Bridge issue delays expressway completion
A flawed retaining wall has delayed completion of the 5.8-mile extension of the King Expressway, the Arkansas Department of Transportation said.
ArDOT told The Sentinel-Record in November the $80.14 million project connecting the Highway 70 east interchange to the junction of highways 5 and 7 was ahead of schedule. McGeorge Contracting was on pace to finish before the August 2022 date projected when construction began in late 2019.
But an error discovered after the retaining wall was built for the Mill Creek Road bridge has upended that timeline, pushing the end of construction into the fall.
“The project delay has been in trying to engineer a suitable solution that would not require substantial removal of the as-constructed wall or much of the fill behind it,” ArDOT Public Information Officer Dave Parker said in an email.
He said ArDOT’s bridge division sent the manufacturer of the mechanically stabilized earth, or MSE, retaining wall incorrect elevations for the top of the wall, making it too short.
“This was not caught until the wall panels were erected and the fill was placed behind the walls,” Parker said. “The walls are provided in panels that are stacked on top of each other with reinforcing strips going back behind the wall.

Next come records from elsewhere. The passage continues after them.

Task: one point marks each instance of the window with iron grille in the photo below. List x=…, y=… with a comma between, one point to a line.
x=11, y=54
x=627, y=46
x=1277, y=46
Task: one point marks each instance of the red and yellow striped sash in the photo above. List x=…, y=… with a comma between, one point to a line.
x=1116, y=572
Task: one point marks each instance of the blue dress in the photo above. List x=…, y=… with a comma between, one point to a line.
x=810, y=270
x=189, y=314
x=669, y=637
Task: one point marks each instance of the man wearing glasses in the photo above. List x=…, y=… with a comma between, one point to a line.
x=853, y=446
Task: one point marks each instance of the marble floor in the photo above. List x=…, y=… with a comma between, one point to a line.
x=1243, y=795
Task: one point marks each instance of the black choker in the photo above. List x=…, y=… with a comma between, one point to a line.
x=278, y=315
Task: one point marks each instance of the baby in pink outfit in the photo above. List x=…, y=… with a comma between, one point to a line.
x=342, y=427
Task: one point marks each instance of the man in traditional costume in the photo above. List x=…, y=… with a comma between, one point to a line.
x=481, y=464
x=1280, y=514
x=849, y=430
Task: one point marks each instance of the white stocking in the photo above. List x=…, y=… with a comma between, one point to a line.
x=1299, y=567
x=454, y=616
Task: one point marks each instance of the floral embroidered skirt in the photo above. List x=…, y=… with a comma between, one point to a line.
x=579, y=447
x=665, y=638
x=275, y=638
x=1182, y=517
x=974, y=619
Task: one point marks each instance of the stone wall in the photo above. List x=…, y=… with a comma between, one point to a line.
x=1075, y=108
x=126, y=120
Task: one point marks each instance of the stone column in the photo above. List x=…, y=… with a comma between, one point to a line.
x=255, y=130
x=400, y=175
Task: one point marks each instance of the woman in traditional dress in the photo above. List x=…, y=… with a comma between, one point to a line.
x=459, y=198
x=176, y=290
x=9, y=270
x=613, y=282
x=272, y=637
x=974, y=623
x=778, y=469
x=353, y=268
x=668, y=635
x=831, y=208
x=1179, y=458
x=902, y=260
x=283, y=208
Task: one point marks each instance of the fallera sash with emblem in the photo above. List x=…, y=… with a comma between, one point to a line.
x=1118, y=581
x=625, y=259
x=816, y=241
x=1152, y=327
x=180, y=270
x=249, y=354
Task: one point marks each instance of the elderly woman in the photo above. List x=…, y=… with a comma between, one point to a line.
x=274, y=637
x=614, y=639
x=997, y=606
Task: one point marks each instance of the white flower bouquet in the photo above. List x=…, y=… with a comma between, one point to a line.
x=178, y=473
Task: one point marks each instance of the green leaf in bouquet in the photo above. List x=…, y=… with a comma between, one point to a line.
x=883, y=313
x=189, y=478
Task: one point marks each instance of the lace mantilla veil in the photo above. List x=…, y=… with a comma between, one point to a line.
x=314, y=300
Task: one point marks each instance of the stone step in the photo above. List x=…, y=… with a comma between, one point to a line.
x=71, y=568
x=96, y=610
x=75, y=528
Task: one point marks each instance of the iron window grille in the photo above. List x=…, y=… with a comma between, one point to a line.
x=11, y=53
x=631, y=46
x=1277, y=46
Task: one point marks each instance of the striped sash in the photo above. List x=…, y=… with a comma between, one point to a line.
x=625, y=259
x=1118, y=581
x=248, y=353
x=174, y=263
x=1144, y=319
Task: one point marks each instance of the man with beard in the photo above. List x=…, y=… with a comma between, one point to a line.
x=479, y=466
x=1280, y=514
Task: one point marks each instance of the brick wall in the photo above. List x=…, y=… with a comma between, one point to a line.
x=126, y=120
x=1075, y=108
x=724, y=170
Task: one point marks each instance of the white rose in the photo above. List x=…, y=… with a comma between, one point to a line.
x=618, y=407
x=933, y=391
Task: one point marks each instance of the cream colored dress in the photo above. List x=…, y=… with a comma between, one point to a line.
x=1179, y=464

“To my knowledge, erosion has not been an issue. It is more of an issue of having too steep of a slope behind the wall to be able to maintain the slope and prevent long-term issues.”
Change orders have increased the project cost by 7% over the $75.15 million contract McGeorge was awarded in November 2019. The updated cost
of more than $80 million doesn’t include the MSE wall change order, which ArDOT said has yet to be completed.
Garland County contributed to the project, pledging $30 million from the $54.7 million bond issue voters authorized in a June 2016 special election. The ballot title they endorsed by an almost two-to-one margin reauthorized a 0.625% countywide sales tax to secure the debt. Collections resumed in July 2017 after being suspended during the first half of that year.
Parker said the bridge division provided the correct specs for the wall.
“The specs the contractor was provided were correct,” he said. “The construction plans contained specific retaining wall details the contractor needed to construct the retaining walls. These details consisted of wall location, orientation, length and wall elevations. The top of wall elevations detailed in the construction plans ArDOT provided to the contractor were in error or detailed incorrectly. The elevations were wrong.”
ArDOT said in November the two-lane highway through the rugged backcountry east of Hot Springs National Park will cut travel time in half between Hot Springs and Hot Springs Village.